E’ effettivamente principio di diritto, affermato dalle sezioni unite di questa Corte (Cass. s.u. 18565), che l’immobile che sia stato iscritto nel catasto dei fabbricati come “rurale”, con l’attribuzione della relativa categoria (A/6 o D/10), in conseguenza della riconosciuta ricorrenza dei requisiti previsti dal D.L. n. 557 del 1993, art. 9 conv. in L. n. 133 del 1994, non è soggetto all’ICI. Il D.L. n. 70 del 2001 ha disciplinato le modalità attraverso cui i contribuenti possono fare attribuire agli immobili la categoria A/6 e D/10, con effetto retroattivo “in via continuativa a decorrere dal quinto anno antecedente a quello di presentazione della domanda”. E’ però evidente che tale disposizione si riferisce solo alle richieste di classamento presentate con la procedura di cui al predetto D.L., art. 7 e non ad altre procedure. In particolare non può riferirsi al caso di specie perchè la richiesta di classamento è stata presentata negli anni 2009 e 2010 – e quindi certamente non con le modalità previste da una norma emanata successivamente- i cui effetti non sono assistiti dalla efficacia retroattiva quinquennale prevista dalla citata normativa emanata nel 2011 (cfr. Cass. 12663/2017).

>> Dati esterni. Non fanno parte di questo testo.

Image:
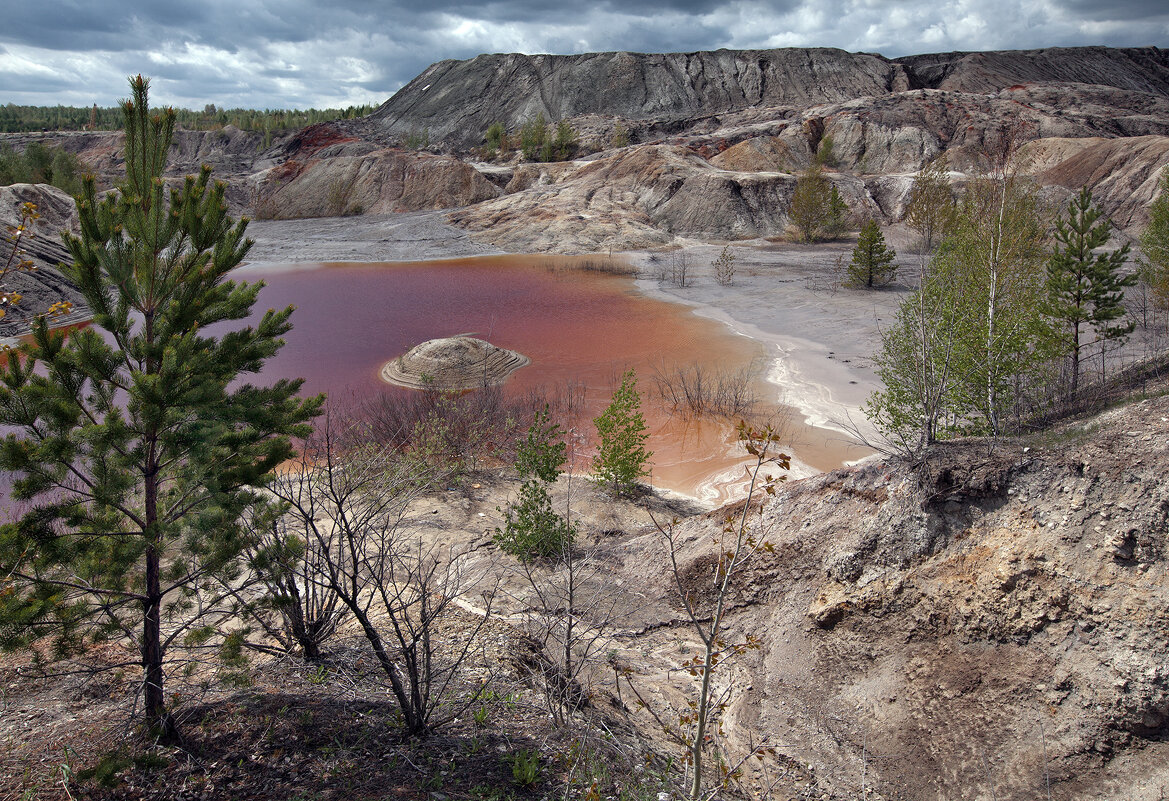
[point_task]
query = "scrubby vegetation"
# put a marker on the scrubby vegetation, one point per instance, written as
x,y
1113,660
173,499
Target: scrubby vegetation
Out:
x,y
18,118
41,164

Ne consegue l’accoglimento del ricorso, con la cassazione della sentenza impugnata e, non essendo necessari ulteriori accertamenti in fatto per la decisione della questioni rimaste controverse, il rigetto degli originari ricorsi del contribuente. In ragione del progressivo consolidarsi della giurisprudenza, le spese dei giudizi di merito possono essere compensate e le spese del giudizio di legittimità si pongono a carico di parte contribuente liquidando come da dispositivo.

PQM

Dichiara inammissibile il primo motivo, accoglie il secondo ricorso, cassa la sentenza impugnata e decidendo nel merito rigetta gli originari ricorsi del contribuente.

Compensa le spese dei gradi di merito e condanna i controricorrenti alle spese del giudizio di legittimità che liquida in Euro 2.200,00, oltre spese forfetarie ed accessori di legge.

Così deciso in Roma, il 18 giugno 2019.